One thing everyone seemed to agree on, however, was that something revolutionary is happening in the world of books, newspapers and magazines. Whatever it is is as epoch-making as the developments of Johannes Gutenberg -- a name that kept popping up throughout the two-day conference.
A typical comment was that of Carlos Fuentes, the Mexican writer and diplomat, who summed up the symposium: "We might be on the threshold of a big change, one as big as the Gutenberg change which permitted the rise of the modern novel and the beginning of modern education."

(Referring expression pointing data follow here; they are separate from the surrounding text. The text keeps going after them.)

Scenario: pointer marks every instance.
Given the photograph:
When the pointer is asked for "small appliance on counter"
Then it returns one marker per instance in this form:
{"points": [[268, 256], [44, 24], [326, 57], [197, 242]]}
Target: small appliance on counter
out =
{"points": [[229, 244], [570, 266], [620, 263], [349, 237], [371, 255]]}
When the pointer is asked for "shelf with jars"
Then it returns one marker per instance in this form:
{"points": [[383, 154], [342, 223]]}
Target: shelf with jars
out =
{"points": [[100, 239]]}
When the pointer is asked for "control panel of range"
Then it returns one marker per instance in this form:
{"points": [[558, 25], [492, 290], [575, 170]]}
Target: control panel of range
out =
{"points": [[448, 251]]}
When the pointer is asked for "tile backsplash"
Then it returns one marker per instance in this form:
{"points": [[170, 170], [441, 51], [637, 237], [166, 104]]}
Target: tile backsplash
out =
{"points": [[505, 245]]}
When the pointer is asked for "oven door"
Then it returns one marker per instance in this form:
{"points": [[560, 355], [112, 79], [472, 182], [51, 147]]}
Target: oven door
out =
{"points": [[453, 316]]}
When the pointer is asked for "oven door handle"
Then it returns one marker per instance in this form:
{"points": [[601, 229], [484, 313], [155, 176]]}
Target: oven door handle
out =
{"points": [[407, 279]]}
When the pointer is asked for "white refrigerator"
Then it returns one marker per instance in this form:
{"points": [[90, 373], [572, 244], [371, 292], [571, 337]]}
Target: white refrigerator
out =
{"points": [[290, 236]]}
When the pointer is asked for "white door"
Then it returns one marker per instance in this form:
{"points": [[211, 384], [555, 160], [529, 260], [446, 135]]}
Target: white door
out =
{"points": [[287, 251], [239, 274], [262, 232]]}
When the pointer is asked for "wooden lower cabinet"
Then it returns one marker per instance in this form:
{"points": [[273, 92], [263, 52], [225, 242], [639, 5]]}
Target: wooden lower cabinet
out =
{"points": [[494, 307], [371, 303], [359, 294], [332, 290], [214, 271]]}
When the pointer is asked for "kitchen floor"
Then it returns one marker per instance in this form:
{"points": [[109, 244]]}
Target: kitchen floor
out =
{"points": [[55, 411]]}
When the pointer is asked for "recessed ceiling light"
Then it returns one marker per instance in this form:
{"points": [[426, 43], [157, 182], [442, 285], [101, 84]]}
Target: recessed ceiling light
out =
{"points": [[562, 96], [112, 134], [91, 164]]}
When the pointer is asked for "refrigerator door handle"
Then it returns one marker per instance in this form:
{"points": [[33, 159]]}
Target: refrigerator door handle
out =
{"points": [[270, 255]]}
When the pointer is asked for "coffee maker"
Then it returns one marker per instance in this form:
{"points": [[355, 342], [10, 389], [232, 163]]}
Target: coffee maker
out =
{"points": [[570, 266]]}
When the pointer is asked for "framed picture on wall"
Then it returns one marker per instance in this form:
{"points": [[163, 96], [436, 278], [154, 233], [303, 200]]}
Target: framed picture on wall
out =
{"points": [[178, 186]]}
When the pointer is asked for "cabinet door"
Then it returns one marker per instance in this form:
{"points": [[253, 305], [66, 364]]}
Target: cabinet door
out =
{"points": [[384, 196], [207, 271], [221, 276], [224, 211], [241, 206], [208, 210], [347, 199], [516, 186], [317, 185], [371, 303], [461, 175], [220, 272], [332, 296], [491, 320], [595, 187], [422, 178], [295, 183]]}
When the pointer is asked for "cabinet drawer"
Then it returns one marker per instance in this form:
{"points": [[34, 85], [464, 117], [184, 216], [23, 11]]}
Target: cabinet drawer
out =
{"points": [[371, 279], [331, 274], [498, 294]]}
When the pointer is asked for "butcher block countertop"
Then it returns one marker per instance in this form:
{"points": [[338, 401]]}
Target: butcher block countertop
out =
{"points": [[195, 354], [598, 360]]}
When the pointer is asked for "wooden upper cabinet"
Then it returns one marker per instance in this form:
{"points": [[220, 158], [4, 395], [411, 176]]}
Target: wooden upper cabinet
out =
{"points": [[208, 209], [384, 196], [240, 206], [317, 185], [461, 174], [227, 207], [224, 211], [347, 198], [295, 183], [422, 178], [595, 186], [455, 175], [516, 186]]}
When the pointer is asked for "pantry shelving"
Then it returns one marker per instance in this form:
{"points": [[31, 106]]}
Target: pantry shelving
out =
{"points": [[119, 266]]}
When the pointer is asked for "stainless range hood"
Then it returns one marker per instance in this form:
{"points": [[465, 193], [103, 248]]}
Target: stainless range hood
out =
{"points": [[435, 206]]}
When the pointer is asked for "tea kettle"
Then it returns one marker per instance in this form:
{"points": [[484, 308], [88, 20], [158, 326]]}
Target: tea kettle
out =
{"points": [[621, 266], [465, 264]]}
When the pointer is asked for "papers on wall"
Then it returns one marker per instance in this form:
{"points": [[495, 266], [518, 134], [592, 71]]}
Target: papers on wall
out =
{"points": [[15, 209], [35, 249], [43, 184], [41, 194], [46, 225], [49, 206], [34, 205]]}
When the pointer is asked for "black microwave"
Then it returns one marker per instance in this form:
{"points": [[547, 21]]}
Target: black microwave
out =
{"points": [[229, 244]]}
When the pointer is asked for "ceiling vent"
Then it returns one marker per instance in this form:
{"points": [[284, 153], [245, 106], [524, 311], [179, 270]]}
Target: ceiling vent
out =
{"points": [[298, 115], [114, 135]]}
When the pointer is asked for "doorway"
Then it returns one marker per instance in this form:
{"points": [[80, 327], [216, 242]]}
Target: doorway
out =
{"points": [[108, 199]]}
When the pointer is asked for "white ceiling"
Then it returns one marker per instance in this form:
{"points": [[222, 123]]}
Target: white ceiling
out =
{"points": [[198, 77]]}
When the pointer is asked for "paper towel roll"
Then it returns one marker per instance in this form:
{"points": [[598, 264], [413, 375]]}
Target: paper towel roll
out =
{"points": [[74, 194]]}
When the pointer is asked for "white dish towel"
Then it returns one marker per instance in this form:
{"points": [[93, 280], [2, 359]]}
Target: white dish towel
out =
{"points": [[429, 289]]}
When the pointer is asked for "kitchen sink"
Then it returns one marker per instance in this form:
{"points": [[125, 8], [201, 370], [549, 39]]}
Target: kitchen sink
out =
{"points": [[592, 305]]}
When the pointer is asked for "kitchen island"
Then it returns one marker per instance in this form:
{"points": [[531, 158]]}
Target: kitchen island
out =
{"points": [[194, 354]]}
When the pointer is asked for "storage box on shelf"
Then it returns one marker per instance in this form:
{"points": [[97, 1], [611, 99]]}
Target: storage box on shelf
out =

Representing the cutting edge of the new revolution was Jerome S. Rubin, the developer of the LEXIS and NEXIS computer-assisted research services and the head of the Media Laboratory at the Massachusetts Institute of Technology. he described some of the projects of his lab -- technological gee-whizzery that would make even Tom Clancy's jaw drop.
Mr. Rubin envisions a newspaper put together not by editors but by readers. A smart computer program in the home will print out a newspaper tailored to each reader's interests and needs. If four people live in the house, there will be four newspapers -- each different from the others.
Judging by Mr. Rubin's presentation, two of the hottest trends in computer design today are a striving for a sort of super-user-friendliness and the development of intelligent programs.
"For the computer to become universally acceptable, there have to be systems that can be used without any instruction at all; they must be trivially easy to use," he said.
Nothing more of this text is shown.